Tips for Getting Started
Scan the pages of this manual to get a sense of the scope and capabilities of the software. However, you don’t have to study every page of this manual to get started. Begin by creating a new family and then work through the input folders, entering your data as best you have it available. You may have to request a work history from the Social Security Administration in order to fill in the amounts you’ve paid into Social Security since the age of 16. (They used to mail this document to you each year, but now you simply create an account there and copy and import your history into ESPlanner). Add your income and work through the other folders as best you can. As you have questions, return to this help manual for more information. You’ll think of details to add as you use the software and become more familiar with its features. This document should help to answer questions as you use the software, but it will also suggest ideas for you to try out; you should move back and forth from the software to the manual and back again.
A family’s life economy is very complex. Children are born and eventually move away; we save for college, buy and sell homes, use company pension plans, 401(k), Roth, and IRA retirement accounts, each with different tax consequences. Tax burdens change throughout our lifetime; inflation and compounding interest change everything.
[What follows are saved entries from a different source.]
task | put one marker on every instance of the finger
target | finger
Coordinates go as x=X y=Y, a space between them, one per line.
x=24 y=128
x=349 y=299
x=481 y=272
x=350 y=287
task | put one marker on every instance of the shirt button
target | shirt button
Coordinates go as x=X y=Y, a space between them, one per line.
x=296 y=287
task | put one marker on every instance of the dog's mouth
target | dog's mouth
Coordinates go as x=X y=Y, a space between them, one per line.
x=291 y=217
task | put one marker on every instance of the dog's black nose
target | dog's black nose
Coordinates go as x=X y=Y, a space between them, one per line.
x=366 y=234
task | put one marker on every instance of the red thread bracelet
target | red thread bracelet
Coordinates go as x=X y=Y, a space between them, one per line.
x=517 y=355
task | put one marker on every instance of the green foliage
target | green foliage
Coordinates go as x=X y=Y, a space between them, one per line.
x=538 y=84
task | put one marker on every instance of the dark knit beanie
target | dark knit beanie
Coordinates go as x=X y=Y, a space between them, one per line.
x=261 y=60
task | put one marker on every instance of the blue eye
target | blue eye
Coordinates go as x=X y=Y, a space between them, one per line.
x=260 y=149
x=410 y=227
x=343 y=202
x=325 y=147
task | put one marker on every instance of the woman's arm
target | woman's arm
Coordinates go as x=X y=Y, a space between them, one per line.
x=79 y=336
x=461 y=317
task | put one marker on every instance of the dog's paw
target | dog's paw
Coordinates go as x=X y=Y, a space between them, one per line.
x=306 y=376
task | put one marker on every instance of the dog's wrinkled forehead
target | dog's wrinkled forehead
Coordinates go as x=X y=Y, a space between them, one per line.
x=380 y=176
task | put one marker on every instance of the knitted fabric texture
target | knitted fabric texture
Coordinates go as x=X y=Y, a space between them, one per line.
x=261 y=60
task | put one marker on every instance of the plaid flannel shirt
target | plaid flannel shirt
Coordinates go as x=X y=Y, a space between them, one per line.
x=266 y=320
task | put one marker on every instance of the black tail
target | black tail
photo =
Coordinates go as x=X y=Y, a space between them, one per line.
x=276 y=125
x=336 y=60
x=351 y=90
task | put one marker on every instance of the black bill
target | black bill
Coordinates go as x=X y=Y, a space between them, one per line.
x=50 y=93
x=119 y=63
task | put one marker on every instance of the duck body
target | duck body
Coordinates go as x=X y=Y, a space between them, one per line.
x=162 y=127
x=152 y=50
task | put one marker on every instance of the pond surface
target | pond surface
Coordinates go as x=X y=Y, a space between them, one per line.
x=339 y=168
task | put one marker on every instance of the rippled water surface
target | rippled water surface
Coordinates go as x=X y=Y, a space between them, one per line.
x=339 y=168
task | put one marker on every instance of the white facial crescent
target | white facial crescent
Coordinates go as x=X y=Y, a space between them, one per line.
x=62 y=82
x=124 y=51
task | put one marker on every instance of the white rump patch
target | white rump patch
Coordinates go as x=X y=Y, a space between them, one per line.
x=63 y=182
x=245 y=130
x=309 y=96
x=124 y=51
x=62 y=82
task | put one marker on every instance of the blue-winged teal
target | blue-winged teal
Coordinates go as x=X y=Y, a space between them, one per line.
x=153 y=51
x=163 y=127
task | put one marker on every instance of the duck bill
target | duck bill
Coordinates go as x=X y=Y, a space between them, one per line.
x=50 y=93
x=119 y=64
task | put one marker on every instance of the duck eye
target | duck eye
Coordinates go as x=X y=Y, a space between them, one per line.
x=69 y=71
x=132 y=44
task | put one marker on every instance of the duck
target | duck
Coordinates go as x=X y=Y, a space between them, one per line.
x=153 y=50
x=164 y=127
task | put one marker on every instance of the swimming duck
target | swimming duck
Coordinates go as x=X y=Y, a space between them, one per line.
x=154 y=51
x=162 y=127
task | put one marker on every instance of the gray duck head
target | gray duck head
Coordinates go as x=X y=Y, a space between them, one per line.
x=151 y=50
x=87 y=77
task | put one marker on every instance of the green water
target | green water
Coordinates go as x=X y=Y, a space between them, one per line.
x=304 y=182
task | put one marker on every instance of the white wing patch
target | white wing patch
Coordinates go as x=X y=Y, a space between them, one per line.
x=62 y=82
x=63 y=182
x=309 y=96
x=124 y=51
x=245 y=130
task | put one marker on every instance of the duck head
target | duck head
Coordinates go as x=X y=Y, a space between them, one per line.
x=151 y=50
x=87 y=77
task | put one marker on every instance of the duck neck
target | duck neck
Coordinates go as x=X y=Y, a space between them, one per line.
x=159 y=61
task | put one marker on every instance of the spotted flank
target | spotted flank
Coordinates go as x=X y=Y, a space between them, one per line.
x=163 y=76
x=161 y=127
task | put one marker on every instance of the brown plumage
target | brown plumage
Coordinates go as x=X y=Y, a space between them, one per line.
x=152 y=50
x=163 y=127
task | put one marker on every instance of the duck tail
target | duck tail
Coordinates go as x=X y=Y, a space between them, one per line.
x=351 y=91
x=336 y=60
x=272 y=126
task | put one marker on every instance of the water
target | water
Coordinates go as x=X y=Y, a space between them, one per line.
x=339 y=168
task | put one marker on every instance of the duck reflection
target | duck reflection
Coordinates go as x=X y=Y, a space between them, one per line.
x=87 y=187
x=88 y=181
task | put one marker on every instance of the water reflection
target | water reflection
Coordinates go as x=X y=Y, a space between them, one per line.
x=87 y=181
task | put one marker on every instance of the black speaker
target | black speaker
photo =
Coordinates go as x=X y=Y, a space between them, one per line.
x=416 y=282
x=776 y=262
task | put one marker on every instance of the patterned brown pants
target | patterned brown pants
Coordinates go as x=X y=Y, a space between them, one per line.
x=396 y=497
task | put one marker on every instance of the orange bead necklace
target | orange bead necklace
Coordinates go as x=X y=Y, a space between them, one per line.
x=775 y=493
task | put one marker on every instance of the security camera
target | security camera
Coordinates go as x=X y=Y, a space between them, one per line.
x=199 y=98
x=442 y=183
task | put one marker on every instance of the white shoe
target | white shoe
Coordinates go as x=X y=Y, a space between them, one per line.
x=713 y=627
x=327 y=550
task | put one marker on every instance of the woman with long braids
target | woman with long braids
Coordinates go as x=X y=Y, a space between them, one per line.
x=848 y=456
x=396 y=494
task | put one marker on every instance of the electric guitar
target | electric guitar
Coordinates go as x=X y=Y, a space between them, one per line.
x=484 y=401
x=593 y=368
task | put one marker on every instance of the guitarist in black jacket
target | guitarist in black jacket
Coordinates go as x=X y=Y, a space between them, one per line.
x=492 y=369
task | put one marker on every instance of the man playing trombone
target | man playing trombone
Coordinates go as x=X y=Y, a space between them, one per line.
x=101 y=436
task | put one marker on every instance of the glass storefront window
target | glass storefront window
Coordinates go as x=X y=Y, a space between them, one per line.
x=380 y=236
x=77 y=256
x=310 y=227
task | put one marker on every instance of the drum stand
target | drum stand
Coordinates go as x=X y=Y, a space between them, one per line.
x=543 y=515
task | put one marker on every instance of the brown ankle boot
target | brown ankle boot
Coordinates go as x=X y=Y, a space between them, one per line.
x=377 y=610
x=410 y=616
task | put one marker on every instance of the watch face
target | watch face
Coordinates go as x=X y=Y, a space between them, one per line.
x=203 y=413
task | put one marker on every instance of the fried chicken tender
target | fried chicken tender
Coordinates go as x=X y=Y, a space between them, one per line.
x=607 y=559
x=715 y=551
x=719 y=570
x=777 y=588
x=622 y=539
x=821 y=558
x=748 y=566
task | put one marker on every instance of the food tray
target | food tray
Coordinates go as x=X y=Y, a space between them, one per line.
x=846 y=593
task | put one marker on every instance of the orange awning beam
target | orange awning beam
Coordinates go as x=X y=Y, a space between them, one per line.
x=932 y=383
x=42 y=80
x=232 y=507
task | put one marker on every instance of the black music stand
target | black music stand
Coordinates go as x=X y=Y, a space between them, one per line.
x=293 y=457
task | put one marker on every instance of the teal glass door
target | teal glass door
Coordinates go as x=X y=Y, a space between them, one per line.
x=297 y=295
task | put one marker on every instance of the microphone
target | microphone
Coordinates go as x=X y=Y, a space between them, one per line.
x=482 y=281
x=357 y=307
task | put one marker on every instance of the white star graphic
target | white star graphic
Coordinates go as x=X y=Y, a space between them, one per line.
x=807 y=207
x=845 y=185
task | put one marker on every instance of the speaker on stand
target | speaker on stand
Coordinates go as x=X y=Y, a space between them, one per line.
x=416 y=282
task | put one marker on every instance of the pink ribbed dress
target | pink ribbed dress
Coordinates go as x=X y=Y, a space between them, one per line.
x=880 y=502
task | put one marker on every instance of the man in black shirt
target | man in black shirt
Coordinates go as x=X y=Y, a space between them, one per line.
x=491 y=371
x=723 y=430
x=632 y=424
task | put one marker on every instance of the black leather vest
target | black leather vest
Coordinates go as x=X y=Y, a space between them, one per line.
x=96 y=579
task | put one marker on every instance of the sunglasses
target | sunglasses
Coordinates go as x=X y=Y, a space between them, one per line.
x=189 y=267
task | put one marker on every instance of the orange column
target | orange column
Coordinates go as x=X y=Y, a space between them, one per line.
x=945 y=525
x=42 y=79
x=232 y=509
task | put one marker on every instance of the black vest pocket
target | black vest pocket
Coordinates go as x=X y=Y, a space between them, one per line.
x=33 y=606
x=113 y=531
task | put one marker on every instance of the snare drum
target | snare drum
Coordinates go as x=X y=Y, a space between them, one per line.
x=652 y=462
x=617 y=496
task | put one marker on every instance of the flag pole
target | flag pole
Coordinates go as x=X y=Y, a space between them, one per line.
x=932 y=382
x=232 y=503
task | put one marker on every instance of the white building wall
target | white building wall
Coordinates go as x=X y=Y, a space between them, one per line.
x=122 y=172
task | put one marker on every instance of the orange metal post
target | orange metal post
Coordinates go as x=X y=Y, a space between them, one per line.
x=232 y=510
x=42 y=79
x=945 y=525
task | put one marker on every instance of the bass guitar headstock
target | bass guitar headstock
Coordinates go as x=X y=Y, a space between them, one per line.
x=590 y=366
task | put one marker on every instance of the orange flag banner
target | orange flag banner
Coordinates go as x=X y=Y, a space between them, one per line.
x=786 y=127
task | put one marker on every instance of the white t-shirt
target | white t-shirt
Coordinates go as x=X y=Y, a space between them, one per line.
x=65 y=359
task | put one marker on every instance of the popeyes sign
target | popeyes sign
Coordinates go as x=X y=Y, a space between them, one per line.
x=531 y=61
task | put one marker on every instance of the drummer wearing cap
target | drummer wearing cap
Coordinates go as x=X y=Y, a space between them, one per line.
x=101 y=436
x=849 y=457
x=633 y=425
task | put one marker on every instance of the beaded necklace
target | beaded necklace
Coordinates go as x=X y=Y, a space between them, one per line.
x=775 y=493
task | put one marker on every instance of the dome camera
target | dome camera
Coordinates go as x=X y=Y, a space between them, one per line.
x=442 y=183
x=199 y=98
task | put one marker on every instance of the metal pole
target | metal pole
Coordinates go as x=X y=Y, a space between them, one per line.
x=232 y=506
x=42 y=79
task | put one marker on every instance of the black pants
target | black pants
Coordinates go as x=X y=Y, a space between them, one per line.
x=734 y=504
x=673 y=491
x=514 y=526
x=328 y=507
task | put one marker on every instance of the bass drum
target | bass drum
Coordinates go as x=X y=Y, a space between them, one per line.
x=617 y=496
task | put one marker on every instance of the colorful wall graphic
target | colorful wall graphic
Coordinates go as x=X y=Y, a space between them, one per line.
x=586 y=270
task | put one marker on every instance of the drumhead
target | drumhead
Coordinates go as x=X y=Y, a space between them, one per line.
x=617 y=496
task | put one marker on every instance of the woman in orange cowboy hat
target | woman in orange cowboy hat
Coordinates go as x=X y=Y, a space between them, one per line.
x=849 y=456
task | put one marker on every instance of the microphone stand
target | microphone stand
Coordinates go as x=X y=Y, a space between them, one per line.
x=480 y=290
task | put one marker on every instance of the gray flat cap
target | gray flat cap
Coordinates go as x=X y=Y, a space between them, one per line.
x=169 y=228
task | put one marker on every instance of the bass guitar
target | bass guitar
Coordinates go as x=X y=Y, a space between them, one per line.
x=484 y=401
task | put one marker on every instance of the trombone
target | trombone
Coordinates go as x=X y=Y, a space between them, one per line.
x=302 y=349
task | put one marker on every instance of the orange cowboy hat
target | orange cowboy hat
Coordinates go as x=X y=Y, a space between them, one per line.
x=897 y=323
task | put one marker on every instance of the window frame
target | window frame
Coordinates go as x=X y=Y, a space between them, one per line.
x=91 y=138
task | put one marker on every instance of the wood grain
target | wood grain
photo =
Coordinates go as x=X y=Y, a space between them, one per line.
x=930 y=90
Many of the “best” solutions to this giant economic puzzle involve personal judgments and decisions. ESPlanner is solving these puzzles to create the highest, yet smoothest, standard of living possible. But as a user, you must also approach the puzzle with some creativity: try using Roth IRAs instead of the 401(k); push Social Security back to age 70; tap the pension early or later. Most of these variables involve some kind of trade off that different people might evaluate differently. As you try different things, you’ll find new combinations of ways to optimize your family’s life economy.